The word musing means contemplation or reflection. The title of this weekly feature might lead one to believe that they are about to read something deep and meaningful. Ha! Most weeks you are going to read about something J did, something my brother said, some strange person on the bus, random facts about Bret Michaels or some other such nonsense. I’m sorry if the title is deceptive…it’s not meant to be. I’m also sorry that I can’t live up to the name…I’m just not that deep. See below for proof…
- On Sunday I watched a lot of Bravo. Every other commercial they showed was the ASPCA commercial with the poor puppies and kittens who were abused or abandoned. One of the kitties has a little cast on its leg. They all look so sad and I want to adopt them all. They just kill me and make me so mad at the same time. I mean, how can you look at those little adorable faces and hurt them or abandon them? People who don’t like animals suck. Also, the people who make those commercials suck too.

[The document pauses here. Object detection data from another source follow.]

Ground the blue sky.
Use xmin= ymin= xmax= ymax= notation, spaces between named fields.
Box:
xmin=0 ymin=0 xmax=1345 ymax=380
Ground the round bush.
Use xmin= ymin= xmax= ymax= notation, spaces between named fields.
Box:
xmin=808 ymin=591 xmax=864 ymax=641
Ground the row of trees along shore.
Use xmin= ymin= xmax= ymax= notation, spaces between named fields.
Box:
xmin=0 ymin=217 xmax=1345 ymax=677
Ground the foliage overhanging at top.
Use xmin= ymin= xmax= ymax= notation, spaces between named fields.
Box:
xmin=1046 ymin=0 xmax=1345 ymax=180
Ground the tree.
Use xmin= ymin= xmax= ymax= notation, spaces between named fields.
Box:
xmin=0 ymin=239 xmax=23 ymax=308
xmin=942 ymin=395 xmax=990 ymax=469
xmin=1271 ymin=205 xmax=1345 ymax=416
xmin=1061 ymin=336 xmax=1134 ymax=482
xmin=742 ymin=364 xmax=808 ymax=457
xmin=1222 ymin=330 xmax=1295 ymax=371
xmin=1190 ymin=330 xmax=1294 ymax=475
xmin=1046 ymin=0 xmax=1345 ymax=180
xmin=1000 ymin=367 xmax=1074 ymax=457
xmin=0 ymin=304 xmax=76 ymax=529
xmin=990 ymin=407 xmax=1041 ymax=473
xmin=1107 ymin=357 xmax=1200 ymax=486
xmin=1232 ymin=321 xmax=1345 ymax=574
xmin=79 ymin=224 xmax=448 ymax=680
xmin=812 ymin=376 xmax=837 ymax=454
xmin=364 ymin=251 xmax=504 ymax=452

- Yesterday at the grocery store I bought a People magazine just so I could read the article on the Duggars and judge them. Because those people? Are assholes. I mean seriously…what is she going to do…keep going until she dies? And leaves all those kids without a mother? Enough is enough people. Time to start watching more TV and having less sexy time.

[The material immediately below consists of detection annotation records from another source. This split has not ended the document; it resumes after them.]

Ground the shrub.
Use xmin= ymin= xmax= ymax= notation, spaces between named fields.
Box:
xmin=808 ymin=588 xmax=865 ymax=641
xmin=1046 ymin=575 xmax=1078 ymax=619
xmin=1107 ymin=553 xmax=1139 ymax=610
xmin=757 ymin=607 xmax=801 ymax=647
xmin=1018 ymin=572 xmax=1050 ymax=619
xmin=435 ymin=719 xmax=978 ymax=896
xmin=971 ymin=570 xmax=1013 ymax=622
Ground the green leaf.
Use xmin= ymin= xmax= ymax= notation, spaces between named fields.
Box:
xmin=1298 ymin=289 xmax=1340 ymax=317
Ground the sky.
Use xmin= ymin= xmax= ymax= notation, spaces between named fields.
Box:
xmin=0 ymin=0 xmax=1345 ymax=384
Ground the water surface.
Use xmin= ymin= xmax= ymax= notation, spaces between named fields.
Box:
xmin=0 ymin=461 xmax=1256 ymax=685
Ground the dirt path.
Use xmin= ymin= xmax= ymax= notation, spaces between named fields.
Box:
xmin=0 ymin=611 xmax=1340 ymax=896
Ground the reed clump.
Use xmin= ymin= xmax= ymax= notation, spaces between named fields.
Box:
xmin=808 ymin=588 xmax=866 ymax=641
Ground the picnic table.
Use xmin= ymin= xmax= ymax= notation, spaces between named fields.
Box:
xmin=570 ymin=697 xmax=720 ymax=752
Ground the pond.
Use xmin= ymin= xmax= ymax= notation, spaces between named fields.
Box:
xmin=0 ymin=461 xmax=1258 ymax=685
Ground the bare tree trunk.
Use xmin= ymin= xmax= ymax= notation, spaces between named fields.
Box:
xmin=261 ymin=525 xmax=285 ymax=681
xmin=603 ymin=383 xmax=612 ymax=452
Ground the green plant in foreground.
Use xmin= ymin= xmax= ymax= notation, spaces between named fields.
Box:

- So I’ve told you about my new neighbors. They are a bit strange but, overall, very nice. The thing is, the husband always asks to speak to J when he needs something. Like last night when he came over to ask us to move our cars this morning so he could have a dumpster delivered. But J wasn’t home so he had to talk to me. It made me giggle, because he really needs to figure out that I’m the one who makes the decisions around here. Also…I’m the nice one. He’ll learn that eventually.
- I was buying cold cuts at the supermarket the other night and the guy next to me was trying to decide what he wanted. He sampled about 12 different things before deciding on some Monterrey Jack cheese. First he asked for half a pound. Then he asked for 4/10 of a pound. So the woman cut him 4/10 of a pound. She went to wrap it up and he asked for 5 more slices. She cut the 5 slices and again went to wrap it up. Then he asked for 3 more slices. After she cut those, he asked for one more slice. Really, dude? One more slice. Is it really going to make a difference? People are freaking strange.
- We order from Outback a lot and every time we do they forget to put something in the bag. Every. Single. Time. How hard is it to double-check the list? Isn’t taking the time to double-check the list better than having me come back raving like a lunatic because my salad dressing was missing? I’m cranky when I’m hungry, people. And that dressing? It’s the reason I order from you in the first place. Don’t think I’m not going to upset when it’s missing.
That’s all I have for this week. Actually…I have more, but all hell is breaking loose at work this morning and I have to run. I hope everyone has a fabulous weekend! See you Monday!